Q: How does lil red riding hood hold her liquor?
A: By the ears
I feel horrible for laughing at that. Especially after the news out of Indiana University today.
oops..hadn't heard about that...
I don't think you did anything wrong. It still made me laugh.
What makes this even worse is that ATO is the "leadership" fraternity.
Mrs. Wuf makes tofu chili.
Hey! I like that dish!
But you're probably not a meat eating wolf...
I was for awhile but
Mr. Wuf is actually Wayne from Hotel Transylvania
.
Mrs. Wuf's poodle skirt...is actually made from a poodle

Mr. Wuf convinced Mrs. Wuf that she got it from a tractor
The Wufs think breed speciic legislation is perfectly acceptable
Mr. Wuf thinks steak should be cooked "well done"
Mrs. Wuf doesn't let her steaks rest
Mr. Wuf cheated on Mrs. Wuf with the Delaware Blue Hen
Mrs. Wuf thinks Ronda Rousey is a poor role model for women
Mr. Wuf thinks Ronda Rousey is ugly
Pictures of Ronda Rousey (if you don't know who she is)
I don't know how it happened, but somehow over the course of the past year, I changed my mind and realized how hot Rousey is. DAAYUUUM.
Between the Hardee's commercial and her appearance on SportsCenter last night, it's now certain that, when she's not knocking out Brazilian women in less than a minute's time, Miss Rousey cleans up quite nicely.
Mr and Mrs Wuf prefer their bbq meat extra dry with zero vinegar based sauces.
Mrs. Wuf is actually Chuck Amato.
That explains the red shoes.
Mr. Wuf believes that only purebred descendants of NC State alumni should be allowed to attend the university. He thinks that those "filthy mudbloods" should be sent to ECU instead.
It's pronounced "Kevin."
Next time I'm working that into the introduction.

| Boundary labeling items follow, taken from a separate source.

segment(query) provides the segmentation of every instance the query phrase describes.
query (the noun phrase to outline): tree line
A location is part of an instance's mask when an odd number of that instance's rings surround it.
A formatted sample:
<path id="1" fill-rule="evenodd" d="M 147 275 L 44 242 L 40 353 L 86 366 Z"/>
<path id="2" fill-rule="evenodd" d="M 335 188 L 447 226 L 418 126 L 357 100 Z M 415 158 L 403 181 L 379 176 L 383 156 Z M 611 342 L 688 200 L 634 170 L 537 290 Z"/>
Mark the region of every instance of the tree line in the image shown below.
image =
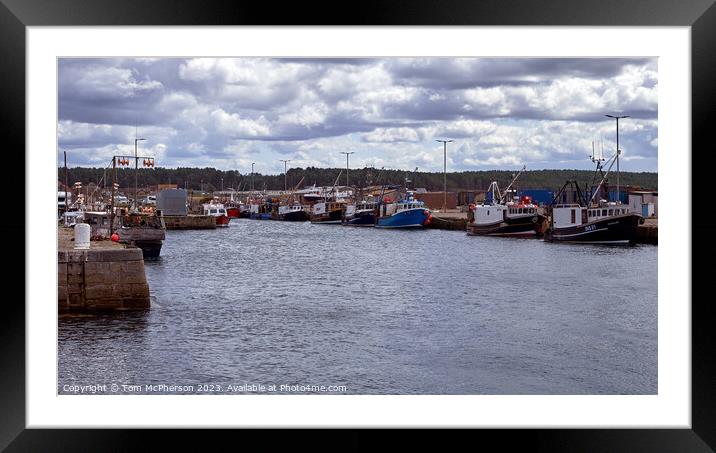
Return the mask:
<path id="1" fill-rule="evenodd" d="M 505 188 L 512 180 L 516 171 L 482 170 L 447 173 L 447 190 L 486 190 L 492 181 L 497 181 Z M 134 169 L 118 168 L 117 182 L 121 188 L 134 187 Z M 339 178 L 340 176 L 340 178 Z M 581 187 L 591 185 L 595 178 L 592 170 L 528 170 L 522 173 L 515 186 L 520 189 L 557 190 L 567 180 L 577 180 Z M 70 186 L 75 182 L 86 185 L 90 182 L 111 187 L 112 170 L 105 168 L 74 167 L 68 169 Z M 596 181 L 599 181 L 597 175 Z M 58 180 L 65 181 L 65 169 L 58 168 Z M 421 172 L 406 170 L 382 170 L 372 167 L 352 169 L 348 173 L 348 184 L 366 187 L 371 185 L 407 185 L 410 188 L 425 188 L 428 191 L 443 190 L 442 172 Z M 289 189 L 300 182 L 299 188 L 305 186 L 332 186 L 346 184 L 346 170 L 340 168 L 291 168 L 288 170 L 285 183 Z M 213 192 L 217 190 L 283 190 L 284 175 L 262 175 L 260 173 L 241 174 L 236 170 L 217 170 L 216 168 L 141 168 L 137 174 L 139 187 L 156 186 L 157 184 L 176 184 L 179 188 Z M 616 184 L 616 173 L 609 175 L 609 184 Z M 655 172 L 621 172 L 621 186 L 658 190 L 658 174 Z"/>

Can we get an explanation as to the origin of this? I laugh every time I see it, but I have no idea where it came from.
It's been a running joke on here because of The League reference and because of a reddit thread. But my use of it goes back a while. Here's the story:
Kevin
Mr. and Mrs. Wuf don't see anything wrong with the team's perpetually soft OOC schedule.
That's a fucking cute dog
Call me a downer, but lets hate after we win the damn game.
Downer
Sure put the brakes on this thread...
Hokie11 likes Mr Wuf
Mr. and Mrs. Wuf do it missionary
hahaha
For the sole purpose of procreation.
FIFY
Word around the mascot circles is that Mrs. Wuf is a real bitch.
Mr. Wuf licks himself in the middle of the game and if you say anything he just blindly stares at you and acts like you're the a-hole.
Seriously, how lame is it to have married mascots?
Hearing from multiple sources that Mr. Wuf cheated on Mrs. Wuf with Wilma from UA, putting their relationship status (as well as future little wuf's) in jeopardy.
Neither Mr. Wuf, Mrs. Wuf nor Tuffy think Emma Watson is good looking.
Mr. Wuf endorses the Three Wolf Moon t-shirt

(...and if you are not familiar with the TWM tee, click HERE and be sure to read the reviews :D)
Mr and Mrs Wuf think that this was a good tackle.
After getting dragged on the above tackle attempt, Earl Wolff changed his last name to Wuf to protect his identity.
Mr. Wuf's smarter brother:
Suck it, Wufs!
We struck gold.
So, does this mean we get to Hate On Sebastian next week?
It's Miami week, let's hate on anything and everything.
Yes! Because it's socially irresponsible to hate on a hurricane.